The three-month commercial paper market has grown substantially over the past year, with new names such as Resilient, Redefine, Vodacom, Scania and Macquarie entering the market. We caution against investing in commercial paper at prevailing credit spreads which are paper thin - a sentiment which carries through to areas of the corporate bond market as well. While we welcome these newcomers to the capital market, we believe the money market is lending to them at very cheap levels and that corporate credit spreads are unsustainable and not fully reflective of the risks inherent in some of these companies.

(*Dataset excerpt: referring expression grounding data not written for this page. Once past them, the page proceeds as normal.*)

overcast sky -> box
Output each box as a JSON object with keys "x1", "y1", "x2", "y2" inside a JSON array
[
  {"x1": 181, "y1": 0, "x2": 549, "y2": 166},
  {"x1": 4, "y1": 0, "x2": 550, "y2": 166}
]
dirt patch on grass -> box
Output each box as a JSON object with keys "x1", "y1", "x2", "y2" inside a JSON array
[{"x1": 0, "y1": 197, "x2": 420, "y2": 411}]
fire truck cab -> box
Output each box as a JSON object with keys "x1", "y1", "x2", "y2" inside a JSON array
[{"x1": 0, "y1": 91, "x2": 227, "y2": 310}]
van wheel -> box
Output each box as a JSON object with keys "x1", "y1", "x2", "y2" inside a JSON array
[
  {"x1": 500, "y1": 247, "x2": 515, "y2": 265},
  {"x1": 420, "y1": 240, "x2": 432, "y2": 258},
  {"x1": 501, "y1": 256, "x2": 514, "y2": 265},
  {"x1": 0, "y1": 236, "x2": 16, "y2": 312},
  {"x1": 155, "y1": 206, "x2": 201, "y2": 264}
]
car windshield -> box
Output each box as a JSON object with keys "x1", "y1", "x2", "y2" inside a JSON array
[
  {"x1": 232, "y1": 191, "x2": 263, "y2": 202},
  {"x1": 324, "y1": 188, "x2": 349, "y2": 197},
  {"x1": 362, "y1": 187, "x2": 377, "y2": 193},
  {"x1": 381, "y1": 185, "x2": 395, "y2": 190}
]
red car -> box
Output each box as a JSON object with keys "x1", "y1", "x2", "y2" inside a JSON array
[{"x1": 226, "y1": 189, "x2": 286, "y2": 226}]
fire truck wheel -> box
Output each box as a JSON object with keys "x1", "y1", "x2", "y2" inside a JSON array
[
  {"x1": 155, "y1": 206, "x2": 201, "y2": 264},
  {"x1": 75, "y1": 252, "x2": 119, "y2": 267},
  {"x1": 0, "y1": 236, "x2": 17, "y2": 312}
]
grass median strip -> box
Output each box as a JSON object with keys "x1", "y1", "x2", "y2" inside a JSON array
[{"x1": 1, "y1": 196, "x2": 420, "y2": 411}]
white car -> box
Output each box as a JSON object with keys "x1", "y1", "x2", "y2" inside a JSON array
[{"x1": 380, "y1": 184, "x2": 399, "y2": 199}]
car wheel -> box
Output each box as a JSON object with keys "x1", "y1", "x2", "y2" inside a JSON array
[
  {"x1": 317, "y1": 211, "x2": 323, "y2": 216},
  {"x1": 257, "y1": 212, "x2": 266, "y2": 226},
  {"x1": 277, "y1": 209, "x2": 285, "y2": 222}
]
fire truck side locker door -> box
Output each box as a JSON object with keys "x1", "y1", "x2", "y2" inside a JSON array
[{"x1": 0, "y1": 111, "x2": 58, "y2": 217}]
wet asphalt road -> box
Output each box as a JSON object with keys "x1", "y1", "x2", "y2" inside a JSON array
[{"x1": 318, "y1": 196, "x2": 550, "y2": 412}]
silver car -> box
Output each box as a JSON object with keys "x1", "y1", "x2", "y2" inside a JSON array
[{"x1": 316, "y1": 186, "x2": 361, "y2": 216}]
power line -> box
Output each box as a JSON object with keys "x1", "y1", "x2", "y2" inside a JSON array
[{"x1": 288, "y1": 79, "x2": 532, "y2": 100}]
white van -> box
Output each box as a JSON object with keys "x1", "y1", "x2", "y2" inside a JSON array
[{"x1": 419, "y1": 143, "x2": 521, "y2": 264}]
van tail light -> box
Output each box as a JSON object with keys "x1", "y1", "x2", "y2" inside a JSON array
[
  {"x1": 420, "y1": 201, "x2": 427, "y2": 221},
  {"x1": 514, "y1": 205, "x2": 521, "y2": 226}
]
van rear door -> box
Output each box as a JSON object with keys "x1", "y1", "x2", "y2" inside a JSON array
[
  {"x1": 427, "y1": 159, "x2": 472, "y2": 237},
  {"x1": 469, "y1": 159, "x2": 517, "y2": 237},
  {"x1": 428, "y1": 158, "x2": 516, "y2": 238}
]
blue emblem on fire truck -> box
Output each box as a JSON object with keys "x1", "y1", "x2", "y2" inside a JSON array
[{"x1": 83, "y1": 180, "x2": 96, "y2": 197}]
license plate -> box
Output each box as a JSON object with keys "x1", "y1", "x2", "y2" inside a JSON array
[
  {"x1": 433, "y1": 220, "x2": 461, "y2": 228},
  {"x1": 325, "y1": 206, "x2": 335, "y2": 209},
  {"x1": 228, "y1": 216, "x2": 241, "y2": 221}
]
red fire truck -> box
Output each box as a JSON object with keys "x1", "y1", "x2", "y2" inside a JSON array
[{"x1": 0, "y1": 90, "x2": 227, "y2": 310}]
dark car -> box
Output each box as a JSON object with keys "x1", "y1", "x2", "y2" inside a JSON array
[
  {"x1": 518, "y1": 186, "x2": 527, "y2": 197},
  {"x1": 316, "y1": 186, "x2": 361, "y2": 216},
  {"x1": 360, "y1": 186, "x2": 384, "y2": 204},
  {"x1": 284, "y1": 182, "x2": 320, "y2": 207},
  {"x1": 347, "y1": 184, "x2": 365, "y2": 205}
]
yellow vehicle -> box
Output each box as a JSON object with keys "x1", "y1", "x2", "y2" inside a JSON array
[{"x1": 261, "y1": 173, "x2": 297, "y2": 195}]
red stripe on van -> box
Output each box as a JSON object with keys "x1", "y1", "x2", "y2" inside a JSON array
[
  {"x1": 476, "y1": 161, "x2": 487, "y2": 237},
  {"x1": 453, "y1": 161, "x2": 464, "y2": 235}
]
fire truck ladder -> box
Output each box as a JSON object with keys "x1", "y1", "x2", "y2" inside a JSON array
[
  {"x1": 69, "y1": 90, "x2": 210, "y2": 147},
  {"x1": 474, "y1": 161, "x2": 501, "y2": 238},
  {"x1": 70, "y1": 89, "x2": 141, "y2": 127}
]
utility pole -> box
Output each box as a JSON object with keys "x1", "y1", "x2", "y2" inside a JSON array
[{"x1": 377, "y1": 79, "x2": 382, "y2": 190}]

In a challengingly low interest rate environment, we believe the fund has delivered a fair yield, having eeked out the best value available in the money market. This is evident from the top quartile ranking in its sector over the long term.

Portfolio manager
Tania Miglietta
Coronation Money Market comment - Dec 11 - Fund Manager Comment15 Feb 2012
The fund returned 5.7% for the year to end December 2011. This highly conservative fund has looked to provide a steady income for investors and preserve capital over the long term, both of which it achieved.

The past year was characterised by a combination of rising inflation, a depreciating currency (the rand lost 22% against the US dollar), rocketing food prices and a materially increasing fiscal deficit; all of which would normally be negative for interest rates. Despite this, global growth concerns, worries over the fiscal situation in a number of European countries, the continued foreign bond investor appetite for yield along with record low domestic short-term interest rates, resulted in a decent offset to the fundamental negative backdrop for bonds.

As we move ahead into the new year, we expect inflation to remain above the upper end of the 3% - 6% target range during the course of 2012. The main drivers appear to be a combination of rising food prices and the currency depreciation experienced last year. The maize price again reached new highs in December, with the year-on-year percentage change at 99% for the last 12 months. This has a direct and negative impact on inflation.

The next move in short-term interest rates is likely to be up. However, given the relatively dovish stance of the Monetary Policy Committee, this will most likely only take place towards the second half of the year, thereby keeping real returns on money market investments in negative territory. Should the Reserve Bank wait to take action against the rising inflation trend there could be major ramifications for fixed interest markets - the longer they wait, the more entrenched higher inflation expectations become. This is a dangerous scenario as it leads to higher wage settlements which then fuels inflation even further.

The fund's objective is to maximise yield in this very low yielding environment, where base rates are at an all time low and as inflation rises, real money market rates continue to be severely threatened

The fund is fully invested in a series of liquid, good quality floating rate investments for up to one year term to maturity, short dated corporate bonds and Government Treasury Bills. Money market rates were largely unchanged for the quarter, except for one year NCDs which moved higher to 6.17% from 5.75% in September. This move is due to inflation concerns, a weaker currency and the banks' ongoing need to fund in the one year area of the yield curve. Treasury Bills (TB) continued to outperform NCDs for most of the quarter, but their better value subsided towards the end of the year. Government's weekly TB auctions have been sizeable; the last weekly auction was for R6.5 billion. The fund's current yield is approximately 5.5%, net of fees.

The philosophy of this fund is to seek the best yields available in the money market, providing good credit diversification whilst maintaining the lowest risk possible.